Experts tell us that it takes years to build up impenetrable walls within us. Family of origin issues, bullying at school, lowered self esteem during pimple ridden teen years, betrayal by friends, terrible bosses with unrealistic expectations. Bad experience after bad experience, brick by brick the walls are raised. That instant Mac knew that all the theories were wrong. Massive structures of steel and concrete came out of nowhere - he wasn't sure if they'd been lowered from above like theatrical flats that instantly change the scenery on the stage or if they had sprung up from the dark earth below. Thump. There they were. Mac found himself in a thick walled fortress and he knew he'd never let her in again.

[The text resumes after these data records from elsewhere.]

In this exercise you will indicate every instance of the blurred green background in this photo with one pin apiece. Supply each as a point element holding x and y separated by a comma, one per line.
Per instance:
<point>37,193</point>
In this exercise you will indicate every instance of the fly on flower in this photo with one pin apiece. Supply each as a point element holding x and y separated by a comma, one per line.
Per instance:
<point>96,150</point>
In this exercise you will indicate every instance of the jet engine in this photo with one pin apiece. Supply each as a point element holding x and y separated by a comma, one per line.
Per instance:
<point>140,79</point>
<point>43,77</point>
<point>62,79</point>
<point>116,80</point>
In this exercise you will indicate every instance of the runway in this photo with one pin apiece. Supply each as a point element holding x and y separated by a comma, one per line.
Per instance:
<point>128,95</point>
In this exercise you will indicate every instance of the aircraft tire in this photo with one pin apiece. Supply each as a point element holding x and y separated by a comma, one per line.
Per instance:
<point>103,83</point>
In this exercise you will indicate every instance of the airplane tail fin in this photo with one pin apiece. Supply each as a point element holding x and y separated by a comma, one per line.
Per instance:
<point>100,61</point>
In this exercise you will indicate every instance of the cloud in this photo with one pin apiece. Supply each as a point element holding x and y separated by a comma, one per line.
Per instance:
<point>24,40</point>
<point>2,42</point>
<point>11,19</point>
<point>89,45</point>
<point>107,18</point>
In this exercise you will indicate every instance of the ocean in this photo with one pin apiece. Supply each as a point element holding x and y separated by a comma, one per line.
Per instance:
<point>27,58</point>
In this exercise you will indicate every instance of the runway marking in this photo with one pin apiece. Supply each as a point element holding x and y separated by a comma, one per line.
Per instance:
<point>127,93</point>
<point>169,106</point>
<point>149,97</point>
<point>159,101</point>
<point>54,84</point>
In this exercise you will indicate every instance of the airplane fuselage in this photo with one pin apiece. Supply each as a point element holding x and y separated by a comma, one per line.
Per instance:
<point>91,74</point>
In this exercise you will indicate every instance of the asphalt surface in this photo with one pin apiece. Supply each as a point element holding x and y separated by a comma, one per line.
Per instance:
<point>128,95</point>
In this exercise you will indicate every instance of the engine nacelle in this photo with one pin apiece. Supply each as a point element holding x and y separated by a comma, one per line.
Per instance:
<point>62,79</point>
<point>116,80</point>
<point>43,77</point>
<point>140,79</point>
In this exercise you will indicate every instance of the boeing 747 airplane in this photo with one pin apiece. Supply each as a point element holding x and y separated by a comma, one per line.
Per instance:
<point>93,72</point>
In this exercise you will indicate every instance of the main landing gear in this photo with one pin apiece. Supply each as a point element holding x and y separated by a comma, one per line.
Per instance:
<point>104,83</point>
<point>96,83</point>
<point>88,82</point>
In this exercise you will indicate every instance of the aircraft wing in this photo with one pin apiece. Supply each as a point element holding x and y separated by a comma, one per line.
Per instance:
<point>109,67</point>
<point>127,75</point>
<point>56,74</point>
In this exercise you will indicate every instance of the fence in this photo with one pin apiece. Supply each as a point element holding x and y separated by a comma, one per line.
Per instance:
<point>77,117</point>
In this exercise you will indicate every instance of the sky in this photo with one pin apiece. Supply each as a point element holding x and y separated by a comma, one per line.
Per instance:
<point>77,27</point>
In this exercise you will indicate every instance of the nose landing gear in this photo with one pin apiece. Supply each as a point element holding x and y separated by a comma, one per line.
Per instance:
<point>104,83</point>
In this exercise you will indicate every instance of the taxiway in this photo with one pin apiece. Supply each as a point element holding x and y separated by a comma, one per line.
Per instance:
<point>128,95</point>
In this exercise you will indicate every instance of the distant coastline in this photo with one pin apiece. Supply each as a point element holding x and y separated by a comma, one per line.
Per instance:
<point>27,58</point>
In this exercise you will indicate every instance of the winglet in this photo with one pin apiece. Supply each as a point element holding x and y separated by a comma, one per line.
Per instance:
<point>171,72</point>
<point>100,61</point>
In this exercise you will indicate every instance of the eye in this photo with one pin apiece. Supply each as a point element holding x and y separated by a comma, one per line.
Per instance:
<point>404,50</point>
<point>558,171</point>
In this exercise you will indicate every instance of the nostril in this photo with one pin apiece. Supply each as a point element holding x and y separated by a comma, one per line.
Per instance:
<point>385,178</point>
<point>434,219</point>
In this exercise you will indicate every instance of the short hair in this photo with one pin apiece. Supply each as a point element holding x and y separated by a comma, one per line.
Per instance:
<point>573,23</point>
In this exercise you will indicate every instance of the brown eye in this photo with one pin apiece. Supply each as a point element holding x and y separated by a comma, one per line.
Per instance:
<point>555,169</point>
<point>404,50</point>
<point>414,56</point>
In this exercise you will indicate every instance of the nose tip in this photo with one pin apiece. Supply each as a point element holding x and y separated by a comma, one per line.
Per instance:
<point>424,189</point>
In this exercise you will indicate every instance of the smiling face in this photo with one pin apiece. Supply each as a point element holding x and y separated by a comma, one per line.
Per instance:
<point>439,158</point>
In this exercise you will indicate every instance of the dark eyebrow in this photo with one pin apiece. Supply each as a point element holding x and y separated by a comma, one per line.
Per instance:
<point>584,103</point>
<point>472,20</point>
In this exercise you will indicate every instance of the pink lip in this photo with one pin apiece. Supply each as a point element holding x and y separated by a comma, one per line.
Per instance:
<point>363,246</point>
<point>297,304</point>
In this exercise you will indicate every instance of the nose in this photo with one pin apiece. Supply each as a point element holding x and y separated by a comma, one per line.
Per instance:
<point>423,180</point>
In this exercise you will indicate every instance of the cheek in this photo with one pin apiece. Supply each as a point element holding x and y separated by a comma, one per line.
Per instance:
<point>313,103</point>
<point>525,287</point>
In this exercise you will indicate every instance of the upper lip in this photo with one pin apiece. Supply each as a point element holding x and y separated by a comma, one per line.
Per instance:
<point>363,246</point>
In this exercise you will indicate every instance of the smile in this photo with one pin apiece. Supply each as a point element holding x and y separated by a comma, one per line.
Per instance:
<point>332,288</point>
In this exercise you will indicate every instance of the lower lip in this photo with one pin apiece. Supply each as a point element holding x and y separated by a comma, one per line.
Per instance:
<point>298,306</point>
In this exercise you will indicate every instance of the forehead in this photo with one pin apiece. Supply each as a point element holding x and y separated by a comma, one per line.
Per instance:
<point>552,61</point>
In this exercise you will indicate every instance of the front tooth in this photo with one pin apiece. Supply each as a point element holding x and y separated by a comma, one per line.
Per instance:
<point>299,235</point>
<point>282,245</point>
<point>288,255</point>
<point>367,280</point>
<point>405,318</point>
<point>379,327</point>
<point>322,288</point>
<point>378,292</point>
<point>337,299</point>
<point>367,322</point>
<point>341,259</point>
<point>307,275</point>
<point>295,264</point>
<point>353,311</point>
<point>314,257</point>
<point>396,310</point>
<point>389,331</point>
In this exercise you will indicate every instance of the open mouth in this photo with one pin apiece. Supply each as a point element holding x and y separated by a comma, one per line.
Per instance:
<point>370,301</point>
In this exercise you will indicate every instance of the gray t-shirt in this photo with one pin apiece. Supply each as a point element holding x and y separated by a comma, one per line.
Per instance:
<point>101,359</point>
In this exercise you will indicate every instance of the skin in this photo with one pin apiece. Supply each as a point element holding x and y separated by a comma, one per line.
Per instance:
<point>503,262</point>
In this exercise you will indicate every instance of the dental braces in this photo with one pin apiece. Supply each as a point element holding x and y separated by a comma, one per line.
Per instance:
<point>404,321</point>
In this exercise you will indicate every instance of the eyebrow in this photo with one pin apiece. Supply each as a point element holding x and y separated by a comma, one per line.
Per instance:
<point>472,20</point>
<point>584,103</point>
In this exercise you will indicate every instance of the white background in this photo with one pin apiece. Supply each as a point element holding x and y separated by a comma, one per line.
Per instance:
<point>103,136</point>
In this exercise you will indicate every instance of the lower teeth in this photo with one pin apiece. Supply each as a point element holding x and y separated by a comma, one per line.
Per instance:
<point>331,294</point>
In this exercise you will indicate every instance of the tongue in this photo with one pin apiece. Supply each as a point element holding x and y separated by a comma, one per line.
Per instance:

He looked across the room at her and noticed her mouth was moving as if to speak. He heard nothing but had the vague sense that she was trying to work her way out of the hole she had just dug with her tongue. That was okay. It's not as if she would ever say sorry. That had never been her style and Mac doubted she'd begin a new habit now.

Jill got up and moved into the kitchen. Mac's coffee sitting on the end table at his left hand had gone cold.